After filing a report with the police in Arizona, the case was transferred to Wyoming where my ex-husband was, a move that would set the stage for the mishandling by the prosecuting attorney who I felt couldn’t be bothered enough to care about what had happened to me.
And so began the next year and a half of a personal hell that I have yet to fully recover from, all at the hands of a criminal justice system and in a state where the laws haven’t been updated to reflect the new and modern way to abuse: cyberstalking.
During the entire investigative process, there were no witnesses ever contacted or called for their testimony (though there were strong ones) and I was never contacted at any point to inform me of the status of the case. For over a year I never knew at any given point what was going on, including not being told of meetings, plea deals, court dates or even rescheduling of those court dates. In short, I lived every day in the worst kind of hell, not knowing if he was still stalking me and being in the hands of a county attorney who acted like he simply didn’t care.

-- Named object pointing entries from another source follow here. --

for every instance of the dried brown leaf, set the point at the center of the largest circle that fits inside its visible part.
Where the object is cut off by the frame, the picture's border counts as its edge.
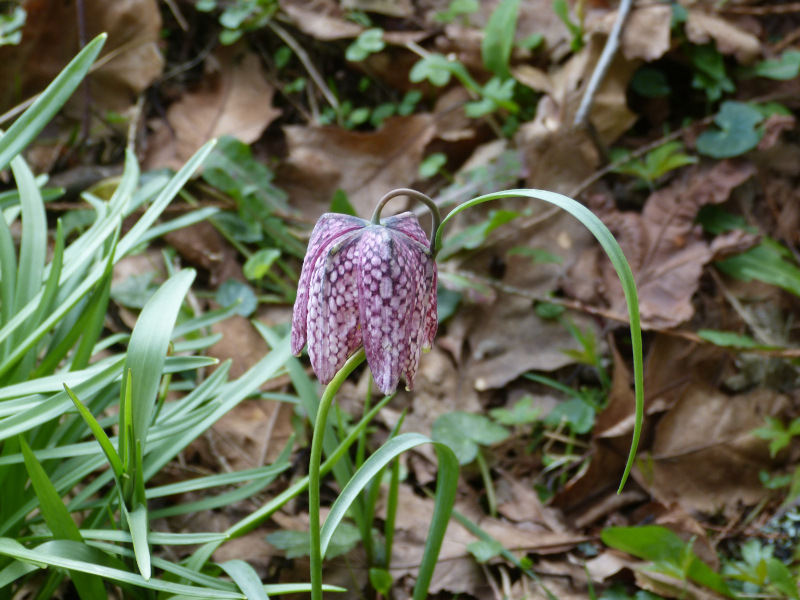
(323, 19)
(703, 456)
(702, 28)
(364, 165)
(50, 40)
(556, 153)
(646, 34)
(664, 247)
(233, 99)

In the end, I was told I could write a victim’s statement that would be read in court the day of his plea of “no contest” to a misdemeanor. Since the court was in Wyoming where my ex lived, I remained in Arizona due to the fact that I was too afraid to look at him in the face knowing he had gotten away with his crimes. I poured my pain and suffering into my victim’s statement and waited with a stomachache for it to end and for the court advocate to call me and let me know what happened.

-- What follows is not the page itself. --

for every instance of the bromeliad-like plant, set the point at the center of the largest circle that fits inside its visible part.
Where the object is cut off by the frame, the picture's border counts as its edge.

And what happened was that my victim’s statement was not allowed to be read because my ex-husband’s attorney objected to it. The judge then legally sealed my statement so that while the records for the plea deal would remain open to the public, my statement—my voice—would not. My ex-husband was ordered to pay a fine of less than $200 and told to “no longer cyberstalk” me.
I’m not giving up on my fight for justice, even if that justice won’t apply in my own case since the only way to end the darkness is to shed light on it. It is my hope that by sharing my story, I can be that light for others who are still suffering at the hands of an abuser who is using cyberstalking as a tool to further traumatize their victims.
I can use my voice to put the justice back in the justice system in order to protect anyone else from having to share my experience. And that’s a voice that no court has the power to legally seal.